First, find the app you want. You can check out Kotobee’s Mini-apps, Book Widgets, or Bookry. Follow the instructions to purchase and download the widget. Then, follow the instructions of your interactive ebook creation platform. You’ll be surprised how quick and easy it is.

v. Questions

This interactive feature is especially useful in educational ebooks. Because what is a better way to keep students on their toes and help the information stick than to include quizzes and self-assessments?  

These assessments could be in the form of MCQs, true or false, short answers, or drag-and-drop questions. The score can then be calculated automatically, and you can review a report with the answers of each reader.

Important Read: The Power of Questions in Interactive Ebooks

interactive ebook questions

2. Design

Your ebook design is just as important as the text and interactive features. The human eyes are immediately drawn to colors and images, which (when chosen carefully) can help elevate your ebook and make it stand out from the competition. So let’s take a look at the different components of your ebook design.

  1. Cover

For some authors, the cover design is done while they’re still thinking about what they want to write. For many others who have a way with words, but not with images, it can be a daunting task.
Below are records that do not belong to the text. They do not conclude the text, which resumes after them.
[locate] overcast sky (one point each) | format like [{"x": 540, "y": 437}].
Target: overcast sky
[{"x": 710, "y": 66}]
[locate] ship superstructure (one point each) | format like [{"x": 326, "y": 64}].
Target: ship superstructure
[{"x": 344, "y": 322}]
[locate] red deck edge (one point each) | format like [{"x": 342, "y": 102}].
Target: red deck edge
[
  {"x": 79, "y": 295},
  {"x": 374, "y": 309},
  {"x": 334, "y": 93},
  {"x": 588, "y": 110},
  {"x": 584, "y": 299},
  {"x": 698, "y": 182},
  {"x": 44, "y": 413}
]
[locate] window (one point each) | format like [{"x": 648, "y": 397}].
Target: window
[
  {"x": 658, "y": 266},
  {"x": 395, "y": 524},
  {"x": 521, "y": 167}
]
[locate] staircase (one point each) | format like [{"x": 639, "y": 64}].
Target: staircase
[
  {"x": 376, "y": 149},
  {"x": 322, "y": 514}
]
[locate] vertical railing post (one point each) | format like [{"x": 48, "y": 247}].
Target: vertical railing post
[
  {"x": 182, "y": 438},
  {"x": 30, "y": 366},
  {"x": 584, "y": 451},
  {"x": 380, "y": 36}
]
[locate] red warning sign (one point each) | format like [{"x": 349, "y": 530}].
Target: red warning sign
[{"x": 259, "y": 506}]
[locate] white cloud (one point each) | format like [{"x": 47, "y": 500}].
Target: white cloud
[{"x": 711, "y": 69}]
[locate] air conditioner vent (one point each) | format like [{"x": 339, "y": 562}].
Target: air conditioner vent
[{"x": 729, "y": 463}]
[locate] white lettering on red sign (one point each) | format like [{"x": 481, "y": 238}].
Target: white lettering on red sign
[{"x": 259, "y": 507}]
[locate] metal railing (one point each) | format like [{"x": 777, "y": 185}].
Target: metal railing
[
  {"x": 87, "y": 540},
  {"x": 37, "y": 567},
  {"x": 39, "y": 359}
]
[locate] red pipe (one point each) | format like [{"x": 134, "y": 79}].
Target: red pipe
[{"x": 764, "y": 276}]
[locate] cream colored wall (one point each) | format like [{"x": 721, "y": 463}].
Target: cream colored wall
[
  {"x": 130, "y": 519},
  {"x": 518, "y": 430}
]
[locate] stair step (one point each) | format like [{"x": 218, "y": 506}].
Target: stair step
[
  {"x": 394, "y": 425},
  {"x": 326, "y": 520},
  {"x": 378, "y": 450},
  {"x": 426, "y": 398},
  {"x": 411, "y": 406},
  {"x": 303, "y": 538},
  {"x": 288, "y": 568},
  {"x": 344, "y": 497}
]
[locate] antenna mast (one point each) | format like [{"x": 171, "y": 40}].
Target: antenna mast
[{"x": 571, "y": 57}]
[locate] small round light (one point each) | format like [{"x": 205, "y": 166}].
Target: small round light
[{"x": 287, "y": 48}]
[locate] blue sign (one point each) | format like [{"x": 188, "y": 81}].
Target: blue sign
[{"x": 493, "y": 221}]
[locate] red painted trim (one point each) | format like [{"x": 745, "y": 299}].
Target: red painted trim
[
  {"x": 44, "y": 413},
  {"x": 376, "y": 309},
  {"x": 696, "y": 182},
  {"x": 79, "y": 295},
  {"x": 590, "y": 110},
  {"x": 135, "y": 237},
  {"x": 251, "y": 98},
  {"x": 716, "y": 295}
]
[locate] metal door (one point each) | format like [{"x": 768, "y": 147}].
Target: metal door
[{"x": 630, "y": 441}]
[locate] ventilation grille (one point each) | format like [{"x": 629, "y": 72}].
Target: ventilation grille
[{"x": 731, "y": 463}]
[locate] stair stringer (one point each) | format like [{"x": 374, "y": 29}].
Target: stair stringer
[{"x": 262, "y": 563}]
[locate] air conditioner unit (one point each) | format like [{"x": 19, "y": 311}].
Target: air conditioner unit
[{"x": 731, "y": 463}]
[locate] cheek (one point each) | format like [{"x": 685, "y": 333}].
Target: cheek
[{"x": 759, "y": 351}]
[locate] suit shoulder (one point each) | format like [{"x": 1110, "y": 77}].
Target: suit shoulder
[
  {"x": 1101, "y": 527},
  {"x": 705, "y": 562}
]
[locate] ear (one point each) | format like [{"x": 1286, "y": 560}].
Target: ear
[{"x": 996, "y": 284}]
Luckily, there are many websites, such as Canva and Venngage, that make this task easier. And here are a few tips that will help you create an outstanding cover:

  • Pick a descriptive image.
  • Use complementary colors.
  • Make the text easy to read.
  • Give the element space to breathe.
  • Keep things simple.
  • Experiment and have fun.

Important Read: 9 Ebook Cover Tips for Beginners

  1. Layout

When creating an ebook, there are two layout formats you can choose from a reflowable layout or a fixed layout. Each one has its uses, advantages, and drawbacks. It all depends on what you’re creating and who you’re creating it for.

  • Fixed Layout: With a fixed layout, you’ll set precisely where the ebook content (text, images, etc.) will be on the page. This layout is ideal when you want everything to stay in its place regardless of the screen size or orientation.

    You can overlap elements or place them side by side and when your readers zoom in or out, it will be the same as zooming in or out on a photograph. So for example, when your readers zoom in, the whole page will expand beyond the borders of the screen. The reader will need to use the vertical and horizontal scroll bars to see the rest of the page.

You should choose this layout if your readers will be reading your ebook from a desktop computer, like some LMSs that deny mobile access. If you’re writing magazines, comics, or children’s storybooks, you’ll probably prefer a fixed layout as well.

Fixed layout
  • Reflowable Layout: The second type of layout optimizes the content for the viewing screen’s dimensions so that readers simply scroll through each chapter. This option focuses on the content, not the layout. You will simply determine the order of the contents of each chapter, and they will appear in your ebook in the same order. 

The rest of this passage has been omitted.